そうゆう人にコメントする機会を提供してあげると「思いやりがある」「全体がよく見えている」など高評価に繋がります。
ただ乱暴にコメントを求めてはダメです!
たとえば、以下のような感じがgoodだと思います。
- 「私はこう思いますが、〇○さんはどう思いますか。」
- 「議論が深まってきましたね、〇○さん熟考しているみたいですが何かお考えがありますか。」
- 「意見が偏っているみたいなので一度全員から意見をもらったらどうですか(司会者に提案するような感じ)」
集団討論はディベートではない
よく誤解している人がいますが、「集団討論」はディベートのように意見を戦わせて勝敗を決める場ではありません。

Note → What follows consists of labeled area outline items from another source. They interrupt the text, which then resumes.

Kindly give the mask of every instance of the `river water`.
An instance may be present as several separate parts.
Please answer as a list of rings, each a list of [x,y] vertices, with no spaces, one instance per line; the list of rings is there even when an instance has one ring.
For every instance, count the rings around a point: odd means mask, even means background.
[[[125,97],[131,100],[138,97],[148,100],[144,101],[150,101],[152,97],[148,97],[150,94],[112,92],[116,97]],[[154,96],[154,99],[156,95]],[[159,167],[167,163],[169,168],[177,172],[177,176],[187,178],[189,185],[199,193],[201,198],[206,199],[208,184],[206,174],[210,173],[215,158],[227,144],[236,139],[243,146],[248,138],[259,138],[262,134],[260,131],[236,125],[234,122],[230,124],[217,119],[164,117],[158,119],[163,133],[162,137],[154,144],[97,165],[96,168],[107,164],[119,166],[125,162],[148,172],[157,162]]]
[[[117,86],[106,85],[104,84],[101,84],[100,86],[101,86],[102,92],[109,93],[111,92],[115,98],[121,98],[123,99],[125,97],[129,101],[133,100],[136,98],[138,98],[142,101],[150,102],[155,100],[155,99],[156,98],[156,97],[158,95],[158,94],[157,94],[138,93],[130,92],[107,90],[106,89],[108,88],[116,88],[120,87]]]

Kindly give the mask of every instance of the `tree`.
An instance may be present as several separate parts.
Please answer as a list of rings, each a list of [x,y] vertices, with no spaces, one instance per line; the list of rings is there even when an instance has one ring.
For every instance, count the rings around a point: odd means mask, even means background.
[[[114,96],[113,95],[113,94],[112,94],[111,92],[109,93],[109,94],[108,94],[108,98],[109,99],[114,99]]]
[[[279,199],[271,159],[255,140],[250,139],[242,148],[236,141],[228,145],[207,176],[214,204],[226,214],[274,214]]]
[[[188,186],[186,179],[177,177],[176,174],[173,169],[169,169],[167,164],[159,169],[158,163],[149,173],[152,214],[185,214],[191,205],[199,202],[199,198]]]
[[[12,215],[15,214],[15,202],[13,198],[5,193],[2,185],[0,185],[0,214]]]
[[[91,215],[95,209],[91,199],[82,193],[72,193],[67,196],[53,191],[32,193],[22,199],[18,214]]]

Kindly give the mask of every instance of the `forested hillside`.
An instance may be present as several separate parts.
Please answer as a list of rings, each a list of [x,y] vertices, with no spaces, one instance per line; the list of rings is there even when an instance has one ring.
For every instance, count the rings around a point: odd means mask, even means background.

あくまでテーマに沿って各々意見を出し合い、建設的に意見を集約させていき、グループとしての総意を導き出す場です。
この際、試験官は皆さんの「協調性」をみています。
(ほかにも色々な点をチェックしています)
そのため、コメントをして討論に参加することも大切ですが、「聞く力」も重要ですので注意してください。
【「協調性がある」と試験官に思わせるテクニック】
- 相手の意見を否定しては駄目
- 相手が意見を述べている間は口をはさまない
- 相手が意見を言い終わったら、挙手をして司会からOKをもらってから意見を述べる(勝手に意見を言わない)
- まずは出された意見を肯定し、その上で、別の見方あるいはさらにプラスする形で新しい案や改善案を提案する(建設的意見)
(参考)過去に出題された集団討論のテーマ
参考までに過去に出題された集団討論のテーマをいくつか紹介します。
【2023年度 東京都職員(Ⅰ類B・新方式)グループワーク】
「東京都では、東京が直面する風水害、地震等の危機及び複合災害に対し、強靭で持続可能な都市の実現を目指す「TOKYO強靭化プロジェクト」を推進している。あなた達は、大震災があっても「倒れない・燃えない・助かる」まちづくりを検討するプロジェクトチームの一員となった。首都直下地震等から都民の命と暮らしを守るために、どのような取組を行うべきか。チーム内で議論し、職場の上司に説明するために必要なポイントをホワイトボードにまとめなさい。」
【2023年度神奈川県職員(1種試験)グループワーク】
「令和5年4月1日から自転車乗車時のヘルメット着用が努力義務化されました。同様に、日常生活の中で努力義務とした方がよい事柄について、理由を含め1つ挙げなさい。また挙げた事柄の定着に向けてどのような取組が必要か、行政をはじめ取組主体ごとにそれぞれ説明しなさい。」
【2023年度 長野県職員(大学卒業程度)集団討論】
「県内の様々な分野で労働力不足が問題となっているが、多様な人材を確保していくためにどのような取組が効果的か。」
まとめ
ここまで、公務員試験の集団討論について紹介してきました。
個別面接なら大学のキャリアセンター、教授、公務員予備校、OBOGなどで何度も模擬面接の練習ができますが、集団討論はなかなかそうはいきません。
独学者は公務員予備校のアガルートのグループワーク単科講座を受講すれば模擬集団討論を体験することができますのでぜひご利用を検討してみてください。
ただし、それは他の受験者も皆同じです。
いかにそのなかで、集団討論のコツをマスターし、本番当日に平常心でうまく立ち回れるかが合否のポイントとなってきます。
集団討論は蹴落とし合いではなく、
「偶然一緒になった受験者みんなで協力しあい、みんなで合格しよう」
というイメージで取り組んだほうがうまくいきます。
そのイメージで取り組めば、自然と評価の高い行動やコメントができるので、あまり気負いすぎないで頑張ってくださいね!